Is opt-out a ‘white power’ movement?

Opt-Out

The opt-out movement is the Left’s “white power movement,” writes Derrell Bradford on Eduwonk.

“The typical opt-out activist is a highly educated, white, married, politically liberal parent whose children attend public school and whose household median income is well above the national average,” states a Teachers’ College report.

“Annual testing, disaggregated results and an emphasis on year-over-year test score growth” has “radically changed the discussion around the education of low-income kids of color for the better,” he argues.

But when “white soccer moms decide they don’t like the most important device to help us fix”  inner-city schools, “left-leaning politicians listen,” he writes.  “The president makes a speech about too much testing. The Democrats revise their platform.”

“Opt-outers tend to consider themselves ‘progressives’ so they don’t like to see themselves as the privileged few who put their kids’ comfort ahead of the needs of other school children,” writes Tracy Dell’Angela on Citizen Ed. “But it turns out that’s exactly who they are.”

The Teachers’ College survey shows the opt-out movement is dominated by teachers’ concerns about tying test results to teacher evaluation, she writes. Almost a fifth of opt-out activists don’t have school-age children and some who do send them to private school.

Opt-outers don’t know what’s best for the families who are the real victims of the anti-accountability movement—black and brown students, disabled kids and students learning English, students from low-income families, all those students ill-served by our nation’s worst schools and some of our best schools too.

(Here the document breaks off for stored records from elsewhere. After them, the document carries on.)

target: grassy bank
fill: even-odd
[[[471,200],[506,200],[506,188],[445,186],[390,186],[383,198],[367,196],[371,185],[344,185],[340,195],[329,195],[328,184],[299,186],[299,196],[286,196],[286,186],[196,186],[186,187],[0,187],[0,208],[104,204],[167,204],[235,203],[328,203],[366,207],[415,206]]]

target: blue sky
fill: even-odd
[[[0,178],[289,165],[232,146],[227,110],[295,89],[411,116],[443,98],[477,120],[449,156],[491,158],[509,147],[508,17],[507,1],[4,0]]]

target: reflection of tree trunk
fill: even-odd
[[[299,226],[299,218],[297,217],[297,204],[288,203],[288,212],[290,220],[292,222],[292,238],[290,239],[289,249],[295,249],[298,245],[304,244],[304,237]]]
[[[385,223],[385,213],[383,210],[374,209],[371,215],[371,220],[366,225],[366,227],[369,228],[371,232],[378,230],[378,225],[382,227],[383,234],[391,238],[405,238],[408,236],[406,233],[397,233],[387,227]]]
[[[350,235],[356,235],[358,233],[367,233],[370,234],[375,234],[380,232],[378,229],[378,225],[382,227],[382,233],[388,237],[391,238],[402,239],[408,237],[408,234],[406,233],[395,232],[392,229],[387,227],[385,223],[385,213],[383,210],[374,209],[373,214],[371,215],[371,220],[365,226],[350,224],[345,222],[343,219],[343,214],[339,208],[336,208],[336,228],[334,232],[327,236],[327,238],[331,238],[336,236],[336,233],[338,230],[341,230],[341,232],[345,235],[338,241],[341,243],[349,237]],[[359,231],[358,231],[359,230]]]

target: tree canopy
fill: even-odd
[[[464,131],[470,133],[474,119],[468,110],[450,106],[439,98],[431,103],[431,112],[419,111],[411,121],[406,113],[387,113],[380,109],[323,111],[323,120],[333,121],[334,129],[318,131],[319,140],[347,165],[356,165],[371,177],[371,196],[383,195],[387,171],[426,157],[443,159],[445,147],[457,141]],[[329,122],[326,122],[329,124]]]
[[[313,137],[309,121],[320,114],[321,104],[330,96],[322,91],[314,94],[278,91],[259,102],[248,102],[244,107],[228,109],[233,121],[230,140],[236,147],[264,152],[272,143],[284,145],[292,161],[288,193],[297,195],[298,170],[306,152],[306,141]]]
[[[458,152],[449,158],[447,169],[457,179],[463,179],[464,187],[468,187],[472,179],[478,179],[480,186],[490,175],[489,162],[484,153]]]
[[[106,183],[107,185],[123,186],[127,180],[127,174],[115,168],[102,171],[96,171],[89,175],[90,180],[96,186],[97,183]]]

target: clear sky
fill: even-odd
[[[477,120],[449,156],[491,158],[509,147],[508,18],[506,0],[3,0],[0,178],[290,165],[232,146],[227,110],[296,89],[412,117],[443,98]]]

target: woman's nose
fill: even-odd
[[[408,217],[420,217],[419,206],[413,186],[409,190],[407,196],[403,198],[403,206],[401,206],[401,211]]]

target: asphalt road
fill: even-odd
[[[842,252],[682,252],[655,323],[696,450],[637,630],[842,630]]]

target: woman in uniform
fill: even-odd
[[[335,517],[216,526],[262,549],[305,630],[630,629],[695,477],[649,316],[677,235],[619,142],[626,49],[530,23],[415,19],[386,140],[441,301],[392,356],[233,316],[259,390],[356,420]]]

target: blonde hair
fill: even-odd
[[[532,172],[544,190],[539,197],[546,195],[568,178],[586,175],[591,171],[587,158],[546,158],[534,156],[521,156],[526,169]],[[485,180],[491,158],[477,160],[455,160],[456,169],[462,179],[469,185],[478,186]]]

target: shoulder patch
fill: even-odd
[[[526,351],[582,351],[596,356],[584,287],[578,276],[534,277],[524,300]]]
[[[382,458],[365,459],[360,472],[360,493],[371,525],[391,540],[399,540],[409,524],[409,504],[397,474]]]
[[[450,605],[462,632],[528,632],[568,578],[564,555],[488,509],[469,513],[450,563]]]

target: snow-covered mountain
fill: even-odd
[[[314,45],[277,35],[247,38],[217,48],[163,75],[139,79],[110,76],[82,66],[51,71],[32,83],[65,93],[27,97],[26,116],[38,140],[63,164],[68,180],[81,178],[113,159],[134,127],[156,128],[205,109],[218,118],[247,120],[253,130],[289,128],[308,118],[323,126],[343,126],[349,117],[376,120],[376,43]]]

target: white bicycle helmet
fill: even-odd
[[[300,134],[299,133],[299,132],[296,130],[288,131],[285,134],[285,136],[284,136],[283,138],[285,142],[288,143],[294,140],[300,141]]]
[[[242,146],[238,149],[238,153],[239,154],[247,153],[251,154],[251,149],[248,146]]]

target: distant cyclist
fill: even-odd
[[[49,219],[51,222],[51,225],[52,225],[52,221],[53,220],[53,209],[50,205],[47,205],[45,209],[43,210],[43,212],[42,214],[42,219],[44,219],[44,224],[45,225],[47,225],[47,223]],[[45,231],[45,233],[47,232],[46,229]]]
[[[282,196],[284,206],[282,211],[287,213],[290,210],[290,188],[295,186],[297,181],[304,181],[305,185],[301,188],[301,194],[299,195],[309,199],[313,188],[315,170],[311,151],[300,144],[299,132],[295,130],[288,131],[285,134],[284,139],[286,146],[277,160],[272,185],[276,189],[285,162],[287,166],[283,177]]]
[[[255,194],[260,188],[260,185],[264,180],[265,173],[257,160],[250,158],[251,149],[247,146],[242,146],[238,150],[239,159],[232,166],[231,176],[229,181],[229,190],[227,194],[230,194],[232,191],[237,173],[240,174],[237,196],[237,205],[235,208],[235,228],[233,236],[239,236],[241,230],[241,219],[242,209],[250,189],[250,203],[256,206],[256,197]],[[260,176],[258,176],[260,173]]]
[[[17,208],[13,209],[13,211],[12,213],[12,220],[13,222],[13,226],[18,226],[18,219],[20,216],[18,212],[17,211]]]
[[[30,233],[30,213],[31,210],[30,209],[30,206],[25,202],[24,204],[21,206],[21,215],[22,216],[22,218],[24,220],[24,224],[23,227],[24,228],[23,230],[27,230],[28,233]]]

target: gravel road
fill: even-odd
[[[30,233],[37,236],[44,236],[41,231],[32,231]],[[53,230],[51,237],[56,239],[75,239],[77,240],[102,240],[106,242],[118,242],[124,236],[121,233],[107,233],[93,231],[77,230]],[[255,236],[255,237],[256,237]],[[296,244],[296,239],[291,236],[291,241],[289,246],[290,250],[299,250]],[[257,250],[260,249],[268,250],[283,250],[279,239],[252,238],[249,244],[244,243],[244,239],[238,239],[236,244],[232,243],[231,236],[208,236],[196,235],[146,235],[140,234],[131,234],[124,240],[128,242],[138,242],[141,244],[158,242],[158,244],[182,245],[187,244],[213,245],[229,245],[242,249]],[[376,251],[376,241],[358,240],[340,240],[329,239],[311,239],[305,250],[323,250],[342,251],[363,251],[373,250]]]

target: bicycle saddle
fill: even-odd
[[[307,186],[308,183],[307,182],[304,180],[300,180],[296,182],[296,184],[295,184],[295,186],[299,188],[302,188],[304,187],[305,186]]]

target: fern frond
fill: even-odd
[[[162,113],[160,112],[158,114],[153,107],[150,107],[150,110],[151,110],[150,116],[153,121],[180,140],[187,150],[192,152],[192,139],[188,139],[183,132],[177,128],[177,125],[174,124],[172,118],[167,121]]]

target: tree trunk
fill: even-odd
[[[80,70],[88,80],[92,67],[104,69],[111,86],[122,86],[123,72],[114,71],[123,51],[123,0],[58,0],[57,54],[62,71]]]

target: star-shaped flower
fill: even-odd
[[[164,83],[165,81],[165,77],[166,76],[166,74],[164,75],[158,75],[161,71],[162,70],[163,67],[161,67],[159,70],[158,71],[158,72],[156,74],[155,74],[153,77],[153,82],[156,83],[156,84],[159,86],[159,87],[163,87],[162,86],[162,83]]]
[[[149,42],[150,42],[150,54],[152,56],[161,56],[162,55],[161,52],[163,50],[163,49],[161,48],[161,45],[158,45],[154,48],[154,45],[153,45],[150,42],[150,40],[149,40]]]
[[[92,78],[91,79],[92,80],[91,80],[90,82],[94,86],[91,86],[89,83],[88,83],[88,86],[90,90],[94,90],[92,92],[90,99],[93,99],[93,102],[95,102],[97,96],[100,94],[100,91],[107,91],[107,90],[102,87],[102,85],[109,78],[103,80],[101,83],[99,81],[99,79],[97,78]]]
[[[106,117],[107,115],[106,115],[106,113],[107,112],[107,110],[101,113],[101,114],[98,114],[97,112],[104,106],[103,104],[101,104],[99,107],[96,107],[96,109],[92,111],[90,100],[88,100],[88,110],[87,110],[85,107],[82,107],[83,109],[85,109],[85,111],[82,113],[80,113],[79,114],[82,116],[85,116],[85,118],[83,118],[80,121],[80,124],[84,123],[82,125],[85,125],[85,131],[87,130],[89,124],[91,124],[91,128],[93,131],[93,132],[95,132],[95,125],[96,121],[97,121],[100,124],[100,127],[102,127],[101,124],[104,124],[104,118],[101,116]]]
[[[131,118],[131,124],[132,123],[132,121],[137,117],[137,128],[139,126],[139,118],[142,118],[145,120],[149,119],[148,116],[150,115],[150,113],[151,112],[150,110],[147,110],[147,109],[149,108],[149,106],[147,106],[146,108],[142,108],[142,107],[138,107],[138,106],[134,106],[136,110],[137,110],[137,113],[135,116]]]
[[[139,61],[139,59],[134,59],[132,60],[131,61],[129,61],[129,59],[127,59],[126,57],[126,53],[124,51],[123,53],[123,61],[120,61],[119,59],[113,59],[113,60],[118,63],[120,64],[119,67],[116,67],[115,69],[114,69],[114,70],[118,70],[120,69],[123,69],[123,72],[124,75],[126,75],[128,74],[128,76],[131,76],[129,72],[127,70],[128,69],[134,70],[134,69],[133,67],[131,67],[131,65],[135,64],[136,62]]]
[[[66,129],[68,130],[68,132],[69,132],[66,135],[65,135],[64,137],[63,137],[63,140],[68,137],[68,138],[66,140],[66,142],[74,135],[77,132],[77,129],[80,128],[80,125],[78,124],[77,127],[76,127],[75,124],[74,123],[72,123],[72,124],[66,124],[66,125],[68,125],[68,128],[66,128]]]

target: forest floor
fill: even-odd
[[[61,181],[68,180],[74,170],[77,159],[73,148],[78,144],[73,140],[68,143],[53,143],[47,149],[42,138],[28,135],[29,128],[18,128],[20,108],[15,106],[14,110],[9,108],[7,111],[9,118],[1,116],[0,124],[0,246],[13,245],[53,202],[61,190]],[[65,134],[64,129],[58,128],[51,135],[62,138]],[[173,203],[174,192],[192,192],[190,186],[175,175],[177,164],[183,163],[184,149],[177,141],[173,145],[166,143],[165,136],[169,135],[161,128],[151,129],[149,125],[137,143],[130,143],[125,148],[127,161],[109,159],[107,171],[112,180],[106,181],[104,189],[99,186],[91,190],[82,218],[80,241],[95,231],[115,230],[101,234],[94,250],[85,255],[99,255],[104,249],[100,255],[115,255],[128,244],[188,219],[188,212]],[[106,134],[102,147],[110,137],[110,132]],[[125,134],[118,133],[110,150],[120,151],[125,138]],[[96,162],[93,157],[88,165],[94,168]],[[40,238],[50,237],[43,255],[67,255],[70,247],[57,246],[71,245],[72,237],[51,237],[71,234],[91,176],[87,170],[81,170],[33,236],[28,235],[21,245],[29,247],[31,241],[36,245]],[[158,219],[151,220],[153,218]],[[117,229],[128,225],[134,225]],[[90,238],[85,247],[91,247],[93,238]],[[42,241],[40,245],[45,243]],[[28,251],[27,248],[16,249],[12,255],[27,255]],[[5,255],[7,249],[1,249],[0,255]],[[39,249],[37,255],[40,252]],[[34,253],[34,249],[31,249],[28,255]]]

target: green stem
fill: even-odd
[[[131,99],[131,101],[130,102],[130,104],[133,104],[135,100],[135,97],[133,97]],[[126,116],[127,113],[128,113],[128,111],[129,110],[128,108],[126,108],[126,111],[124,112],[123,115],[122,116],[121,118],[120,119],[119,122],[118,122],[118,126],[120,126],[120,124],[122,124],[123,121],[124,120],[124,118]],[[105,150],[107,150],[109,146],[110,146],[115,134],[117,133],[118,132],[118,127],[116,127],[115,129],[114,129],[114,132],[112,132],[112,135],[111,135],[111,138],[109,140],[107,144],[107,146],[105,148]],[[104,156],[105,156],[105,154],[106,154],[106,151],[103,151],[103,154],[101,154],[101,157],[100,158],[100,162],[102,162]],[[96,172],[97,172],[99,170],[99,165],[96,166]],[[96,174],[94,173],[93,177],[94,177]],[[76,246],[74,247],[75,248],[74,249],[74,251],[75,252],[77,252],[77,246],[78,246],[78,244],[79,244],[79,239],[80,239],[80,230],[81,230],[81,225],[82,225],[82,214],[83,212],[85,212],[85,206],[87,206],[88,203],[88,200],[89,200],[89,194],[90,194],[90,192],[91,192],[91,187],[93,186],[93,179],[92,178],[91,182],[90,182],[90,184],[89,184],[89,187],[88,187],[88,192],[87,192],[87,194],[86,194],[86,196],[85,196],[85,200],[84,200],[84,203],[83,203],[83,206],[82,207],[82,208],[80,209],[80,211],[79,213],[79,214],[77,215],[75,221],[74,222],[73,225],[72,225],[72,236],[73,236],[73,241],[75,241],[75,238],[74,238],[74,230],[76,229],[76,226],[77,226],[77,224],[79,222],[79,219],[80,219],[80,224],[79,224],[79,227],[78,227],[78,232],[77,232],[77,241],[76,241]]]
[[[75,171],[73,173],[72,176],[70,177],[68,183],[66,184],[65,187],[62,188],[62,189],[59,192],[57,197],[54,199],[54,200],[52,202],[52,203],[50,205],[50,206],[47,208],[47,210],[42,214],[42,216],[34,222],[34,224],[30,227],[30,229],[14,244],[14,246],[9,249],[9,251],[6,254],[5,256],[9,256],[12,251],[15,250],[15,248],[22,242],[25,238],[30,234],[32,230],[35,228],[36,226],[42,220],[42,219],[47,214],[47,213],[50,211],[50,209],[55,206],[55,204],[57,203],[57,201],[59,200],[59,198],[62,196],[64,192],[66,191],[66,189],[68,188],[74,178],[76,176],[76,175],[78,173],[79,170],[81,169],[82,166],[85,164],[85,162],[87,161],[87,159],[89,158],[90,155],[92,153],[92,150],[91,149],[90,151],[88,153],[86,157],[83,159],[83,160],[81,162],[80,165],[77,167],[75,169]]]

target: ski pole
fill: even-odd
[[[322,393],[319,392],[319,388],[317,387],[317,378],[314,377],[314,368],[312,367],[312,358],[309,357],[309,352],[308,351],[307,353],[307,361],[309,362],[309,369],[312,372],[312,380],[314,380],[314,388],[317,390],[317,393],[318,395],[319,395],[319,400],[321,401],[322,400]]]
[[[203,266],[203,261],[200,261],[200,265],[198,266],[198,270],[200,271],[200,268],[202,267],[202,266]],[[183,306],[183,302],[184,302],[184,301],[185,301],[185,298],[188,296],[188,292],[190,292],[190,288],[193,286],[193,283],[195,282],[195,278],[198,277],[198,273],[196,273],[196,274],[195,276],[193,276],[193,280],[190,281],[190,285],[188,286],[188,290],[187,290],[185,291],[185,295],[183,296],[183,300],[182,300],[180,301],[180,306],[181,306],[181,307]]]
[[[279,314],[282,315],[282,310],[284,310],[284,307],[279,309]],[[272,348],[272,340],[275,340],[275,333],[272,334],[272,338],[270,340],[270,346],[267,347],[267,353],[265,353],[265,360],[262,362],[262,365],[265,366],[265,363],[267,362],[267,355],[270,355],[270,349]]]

We now have the data that reveals opt-out for what it really is: a luxury, afforded to white, affluent taxpayers and parents who are blessed with well-funded schools, stable teaching staffs, and some assurance that their privilege will pave the way for their child’s success.

Esther Cepeda, a Washington Post columnist, has returned to teaching in a Chicago suburb. (I think she may be teaching at my old high school, which is now 20 percent Hispanic.)

She defends testing as imperfect, but essential. “On the whole, the tests are, like pulse and blood pressure, vital signs of how students progress academically.”